Стояла тишина, только грачи кричали у колокольни; и снова послышался голос патера Брауна:
- К вящему искушению во власти его оказался самый страшный механизм природы - сила, с бешеной быстротой притягивающая все земное к земному лону. Смотрите, вон прямо под нами расхаживает инспектор. Если я кину отсюда камушек, камушек ударит в него пулей. Если я оброню молоток: или молоточек:
Уилфрид Боэн перекинул ногу через парапет, но отец Браун рванул его назад за воротник сутаны.
- Нет, - сказал он. - Это выход в ад.
Боэн попятился и припал к стене, в ужасе глядя на него.
- Откуда вы все это знаете? - крикнул он. - Ты дьявол?
- Я человек, - строго ответил патер Браун, - и, значит, вместилище всех дьяволов. - Он помолчал. - Я знаю, что ты сделал - вернее, догадываюсь почти обо всем.

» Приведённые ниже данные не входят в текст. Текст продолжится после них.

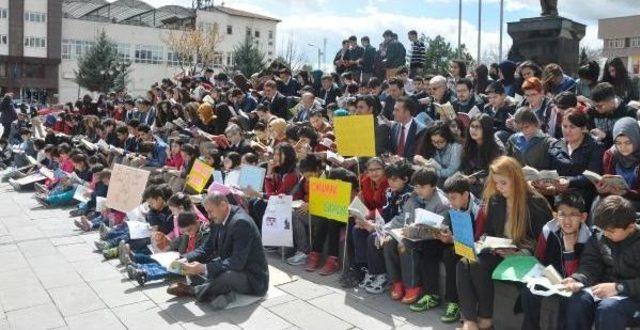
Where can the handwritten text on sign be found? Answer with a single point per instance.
(329, 199)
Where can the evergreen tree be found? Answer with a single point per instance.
(248, 58)
(101, 69)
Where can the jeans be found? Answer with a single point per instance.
(609, 313)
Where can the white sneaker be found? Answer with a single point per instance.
(367, 280)
(378, 285)
(298, 259)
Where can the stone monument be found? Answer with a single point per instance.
(549, 38)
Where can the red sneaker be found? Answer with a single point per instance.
(411, 295)
(313, 262)
(330, 266)
(397, 290)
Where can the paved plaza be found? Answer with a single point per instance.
(51, 278)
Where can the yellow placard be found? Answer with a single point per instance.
(199, 175)
(355, 136)
(329, 199)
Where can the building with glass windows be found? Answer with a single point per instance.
(53, 34)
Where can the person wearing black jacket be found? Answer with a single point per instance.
(610, 268)
(232, 260)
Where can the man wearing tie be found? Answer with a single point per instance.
(231, 261)
(405, 132)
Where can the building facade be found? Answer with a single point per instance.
(621, 38)
(42, 40)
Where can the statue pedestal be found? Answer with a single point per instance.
(548, 40)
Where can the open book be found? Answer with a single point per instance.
(615, 181)
(548, 176)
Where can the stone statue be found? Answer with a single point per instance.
(549, 7)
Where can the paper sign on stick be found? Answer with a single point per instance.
(126, 187)
(329, 199)
(355, 136)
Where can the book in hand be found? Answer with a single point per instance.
(615, 181)
(488, 244)
(547, 176)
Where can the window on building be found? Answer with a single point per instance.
(36, 17)
(173, 58)
(149, 54)
(616, 43)
(124, 51)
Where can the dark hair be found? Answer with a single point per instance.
(571, 199)
(424, 176)
(162, 191)
(180, 199)
(400, 169)
(614, 212)
(186, 219)
(603, 91)
(456, 183)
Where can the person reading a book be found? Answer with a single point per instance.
(560, 245)
(576, 152)
(439, 150)
(606, 287)
(403, 257)
(529, 146)
(514, 210)
(231, 261)
(623, 160)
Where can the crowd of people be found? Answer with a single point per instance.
(504, 117)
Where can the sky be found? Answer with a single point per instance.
(307, 22)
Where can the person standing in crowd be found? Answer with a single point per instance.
(417, 59)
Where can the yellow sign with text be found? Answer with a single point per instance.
(355, 136)
(329, 199)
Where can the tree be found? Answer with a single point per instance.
(195, 47)
(248, 58)
(102, 69)
(439, 53)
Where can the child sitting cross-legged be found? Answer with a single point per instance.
(144, 268)
(607, 284)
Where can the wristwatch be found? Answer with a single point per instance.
(619, 287)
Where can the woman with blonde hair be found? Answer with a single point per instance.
(513, 209)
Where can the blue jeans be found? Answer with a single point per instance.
(609, 313)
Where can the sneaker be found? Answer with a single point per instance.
(425, 303)
(124, 253)
(313, 262)
(351, 278)
(411, 295)
(397, 291)
(451, 314)
(110, 253)
(330, 266)
(298, 259)
(103, 230)
(102, 245)
(367, 280)
(378, 285)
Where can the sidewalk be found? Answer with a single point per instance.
(51, 279)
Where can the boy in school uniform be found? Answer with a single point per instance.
(607, 284)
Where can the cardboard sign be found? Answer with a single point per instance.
(276, 222)
(329, 199)
(463, 241)
(355, 136)
(199, 175)
(126, 187)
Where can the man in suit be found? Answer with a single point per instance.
(277, 103)
(231, 261)
(369, 105)
(406, 132)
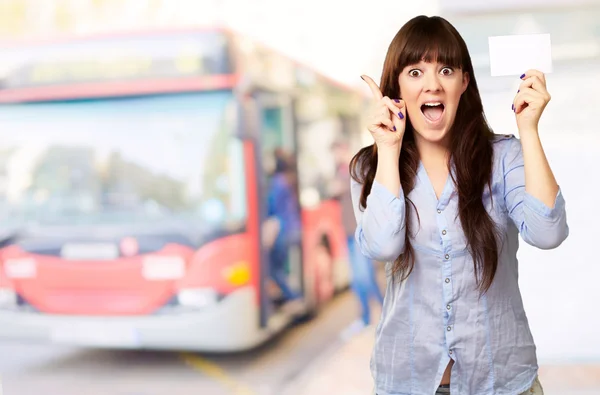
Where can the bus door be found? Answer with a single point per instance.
(281, 222)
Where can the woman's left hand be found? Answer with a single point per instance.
(530, 101)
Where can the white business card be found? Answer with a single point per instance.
(515, 54)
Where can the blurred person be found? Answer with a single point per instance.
(364, 282)
(283, 224)
(442, 200)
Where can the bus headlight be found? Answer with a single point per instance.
(159, 267)
(237, 274)
(20, 268)
(198, 297)
(8, 298)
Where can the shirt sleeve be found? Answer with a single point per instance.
(539, 225)
(380, 229)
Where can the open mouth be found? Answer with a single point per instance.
(433, 111)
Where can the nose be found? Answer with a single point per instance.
(432, 83)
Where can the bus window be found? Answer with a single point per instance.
(153, 160)
(282, 223)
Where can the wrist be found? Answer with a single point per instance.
(528, 131)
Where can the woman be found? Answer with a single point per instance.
(442, 199)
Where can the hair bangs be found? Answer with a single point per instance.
(432, 41)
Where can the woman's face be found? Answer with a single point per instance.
(432, 92)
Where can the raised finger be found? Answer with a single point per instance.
(396, 107)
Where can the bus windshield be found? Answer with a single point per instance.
(142, 160)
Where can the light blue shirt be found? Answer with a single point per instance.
(436, 314)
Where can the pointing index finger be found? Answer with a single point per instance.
(377, 95)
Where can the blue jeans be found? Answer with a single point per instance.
(278, 257)
(364, 283)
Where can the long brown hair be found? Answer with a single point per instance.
(435, 39)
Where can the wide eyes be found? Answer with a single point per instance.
(446, 71)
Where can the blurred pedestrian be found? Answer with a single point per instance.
(364, 281)
(443, 201)
(284, 213)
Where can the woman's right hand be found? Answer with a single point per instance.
(387, 118)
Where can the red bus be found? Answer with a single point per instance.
(134, 188)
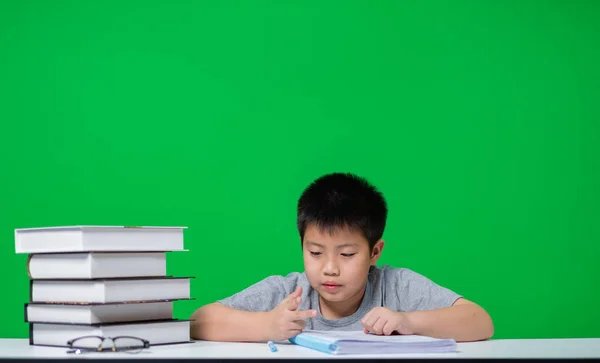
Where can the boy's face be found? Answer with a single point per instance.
(337, 265)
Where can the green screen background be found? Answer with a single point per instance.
(479, 120)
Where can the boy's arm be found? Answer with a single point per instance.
(463, 321)
(219, 322)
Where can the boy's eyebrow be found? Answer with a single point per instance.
(338, 246)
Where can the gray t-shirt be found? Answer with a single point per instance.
(398, 289)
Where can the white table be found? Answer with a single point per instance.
(523, 348)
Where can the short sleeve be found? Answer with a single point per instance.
(417, 292)
(264, 295)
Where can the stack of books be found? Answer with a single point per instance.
(104, 281)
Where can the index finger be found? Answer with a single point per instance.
(304, 314)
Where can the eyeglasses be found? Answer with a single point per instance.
(95, 343)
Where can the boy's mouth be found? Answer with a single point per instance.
(331, 285)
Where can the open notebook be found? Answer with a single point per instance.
(357, 342)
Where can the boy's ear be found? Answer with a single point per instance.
(376, 251)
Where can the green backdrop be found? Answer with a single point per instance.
(479, 120)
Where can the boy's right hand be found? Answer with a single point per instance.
(285, 321)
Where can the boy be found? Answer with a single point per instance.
(341, 219)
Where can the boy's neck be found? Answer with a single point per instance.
(337, 310)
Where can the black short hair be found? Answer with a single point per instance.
(339, 200)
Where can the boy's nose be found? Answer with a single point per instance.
(331, 269)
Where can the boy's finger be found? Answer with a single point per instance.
(291, 299)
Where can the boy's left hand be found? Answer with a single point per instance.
(383, 321)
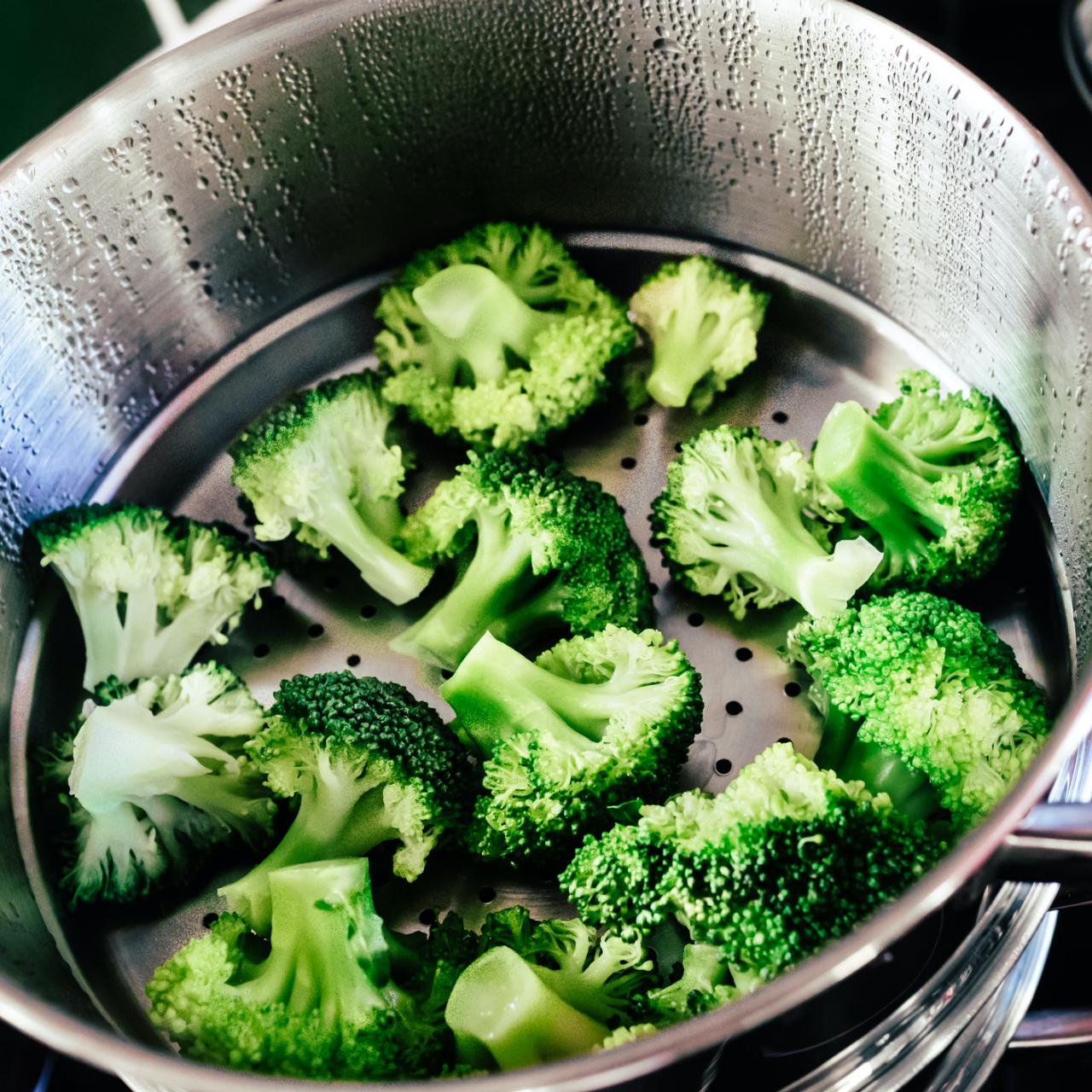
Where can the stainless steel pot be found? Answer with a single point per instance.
(182, 212)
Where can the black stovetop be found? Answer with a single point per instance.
(1016, 46)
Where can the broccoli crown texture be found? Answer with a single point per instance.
(159, 778)
(369, 764)
(319, 467)
(743, 518)
(921, 697)
(787, 858)
(703, 321)
(498, 338)
(932, 479)
(317, 1002)
(542, 550)
(148, 589)
(592, 723)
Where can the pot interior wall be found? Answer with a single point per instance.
(221, 187)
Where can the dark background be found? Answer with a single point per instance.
(53, 55)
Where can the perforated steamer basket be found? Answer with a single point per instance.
(209, 234)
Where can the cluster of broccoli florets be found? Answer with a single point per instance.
(572, 714)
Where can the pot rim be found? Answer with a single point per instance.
(107, 1049)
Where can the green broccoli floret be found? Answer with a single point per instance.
(703, 322)
(148, 589)
(369, 764)
(498, 336)
(320, 467)
(542, 552)
(592, 723)
(159, 778)
(932, 479)
(921, 700)
(743, 518)
(787, 858)
(317, 1002)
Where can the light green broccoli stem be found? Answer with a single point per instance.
(328, 952)
(882, 482)
(478, 318)
(495, 584)
(334, 820)
(502, 1014)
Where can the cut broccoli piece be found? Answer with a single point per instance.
(498, 338)
(148, 589)
(320, 467)
(159, 778)
(503, 1016)
(741, 518)
(543, 552)
(594, 722)
(787, 860)
(321, 1003)
(369, 764)
(921, 700)
(932, 479)
(703, 322)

Поговорив с братом, ты разгорелся гневом - не скажу, что неправедным, - и схватил молоток, почти готовый убить его за его гнусные слова. Но ты отпрянул перед убийством, сунул молоток под сутану и бросился в церковь. Ты отчаянно молился - у окна с ангелом, потом еще выше, еще и потом здесь - и отсюда увидел, как внизу шляпа полковника ползает зеленой тлей. В душе твоей что-то надломилось, и ты обрушил на него гром небесный.
Уилфрид прижал ко лбу дрожащую руку и тихо спросил:
- Откуда вы знаете про зеленую тлю?
По лицу патера мелькнула тень улыбки.
- Да это как-то само собой понятно, - сказал он. - Слушай дальше. Мне все известно, но никто другой не узнает ничего, тебе самому решать, я отступаюсь и сохраню эту тайну, как тайну исповеди. Решай, ибо ты еще не стал настоящим убийцей, не закоснел во зле. Ты боялся, что обвинят кузнеца, боялся, что обвинят его жену. Ты попробовал свалить все на слабоумного, зная, что ему ничего не грозит. Мое дело - замечать такие проблески света в душе убийцы. Поступай как знаешь.
Они в молчании спустились по винтовой лестнице и вышли на солнце, к кузнице.
Уилфрид Боэн аккуратно отодвинул засов деревянной калитки, подошел к инспектору и сказал:
- Прошу вас арестовать меня. Брата убил я.